Jul 07 12:17:37 thread-br-core otbr-agent[688]: 00:57:15.465 [I] DnssdServer---: Send response, rcode:0
Jul 07 12:17:37 thread-br-core otbr-agent[688]: 00:57:15.473 [I] MeshForwarder-: Sent IPv6 UDP msg, len:95, chksum:76f4, ecn:no, to:0xd000, sec:yes, prio:normal, radio:15.4
Jul 07 12:17:37 thread-br-core otbr-agent[688]: 00:57:15.473 [I] MeshForwarder-:     src:[fd00:abba:0:0:76c4:d7da:8379:1d05]:53
Jul 07 12:17:37 thread-br-core otbr-agent[688]: 00:57:15.473 [I] MeshForwarder-:     dst:[fd00:abba:0:0:7fb:2954:7c9c:7077]:49153

This log excerpt shows the sequence of events when the DNS query is received and processed. Notably, the log indicates that the OTBR unsubscribes from the service (Unsubscribe: myrouter.default.service.arpa.) after discovering the host. However, the continuous mDNS queries suggest that this unsubscribe action is not effectively stopping the queries. Further investigation is needed to pinpoint the exact location in the code where the queries are being initiated and why they are not being terminated.
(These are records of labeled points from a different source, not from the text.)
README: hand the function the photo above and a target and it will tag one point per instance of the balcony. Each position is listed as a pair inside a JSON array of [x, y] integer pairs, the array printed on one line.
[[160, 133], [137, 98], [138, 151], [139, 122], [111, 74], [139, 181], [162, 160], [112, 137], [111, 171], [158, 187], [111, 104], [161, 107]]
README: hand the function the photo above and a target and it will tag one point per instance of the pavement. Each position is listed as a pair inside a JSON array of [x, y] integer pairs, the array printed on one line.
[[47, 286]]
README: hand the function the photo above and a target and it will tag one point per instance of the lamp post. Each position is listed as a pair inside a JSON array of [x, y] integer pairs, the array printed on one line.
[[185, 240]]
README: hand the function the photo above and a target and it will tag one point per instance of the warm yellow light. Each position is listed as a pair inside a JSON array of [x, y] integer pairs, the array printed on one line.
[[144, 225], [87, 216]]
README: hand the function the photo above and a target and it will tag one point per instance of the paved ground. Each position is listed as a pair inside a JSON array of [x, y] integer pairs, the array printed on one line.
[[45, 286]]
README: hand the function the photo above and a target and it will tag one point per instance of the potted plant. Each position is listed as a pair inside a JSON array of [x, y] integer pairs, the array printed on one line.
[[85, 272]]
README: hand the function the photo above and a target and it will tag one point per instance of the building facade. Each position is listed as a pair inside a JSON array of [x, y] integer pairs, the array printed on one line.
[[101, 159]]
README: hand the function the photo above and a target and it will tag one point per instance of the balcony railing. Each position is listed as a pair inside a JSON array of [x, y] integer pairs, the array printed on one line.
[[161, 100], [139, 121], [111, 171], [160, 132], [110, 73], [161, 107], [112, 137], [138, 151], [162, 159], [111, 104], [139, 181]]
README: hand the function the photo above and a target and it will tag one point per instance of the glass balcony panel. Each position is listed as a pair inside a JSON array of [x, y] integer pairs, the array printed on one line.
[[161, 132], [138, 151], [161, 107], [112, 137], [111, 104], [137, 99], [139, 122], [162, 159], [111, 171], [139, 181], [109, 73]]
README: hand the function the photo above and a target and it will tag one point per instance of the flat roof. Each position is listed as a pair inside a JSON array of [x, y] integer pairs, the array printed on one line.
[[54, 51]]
Additional Context and Potential Causes

Understanding the broader context of the bug can help in identifying potential causes. Several factors might contribute to this issue:

1. Caching Issues: The OTBR might be caching mDNS queries incorrectly, leading to repeated queries even after a response has been sent. Examining the caching mechanism and its interaction with the mDNS query process is crucial.
2. Timer or Loop Bugs: There could be a timer or loop within the mDNS query logic that is not being properly reset or terminated after a successful resolution. Identifying and fixing such timer or loop issues is essential.
3. Subscription Management: The subscription and unsubscription mechanism for mDNS queries might have a flaw, causing the OTBR to remain subscribed to the hostname even after unsubscribing. A thorough review of the subscription management code is necessary.
4. Thread Synchronization: If the mDNS query process involves multiple threads, synchronization issues could lead to race conditions where queries are initiated repeatedly. Investigating thread synchronization and potential race conditions is important.

Conclusion

The persistent mDNS query bug in the OpenThread Border Router represents a significant issue that can lead to unnecessary network traffic and potential performance degradation. By meticulously following the steps to reproduce the bug, analyzing the logs, and considering the additional context, developers can effectively pinpoint the root cause and implement a robust solution. Addressing this bug will enhance the stability and efficiency of OpenThread networks, ensuring a better user experience. Further debugging and code review, focusing on the potential causes mentioned above, will be instrumental in resolving this issue and preventing its recurrence in future releases.

By understanding the nuances of this bug, the OpenThread community can work collaboratively to create a more resilient and efficient IoT ecosystem. This analysis serves as a foundation for further investigation and resolution, ultimately contributing to the advancement of OpenThread technology.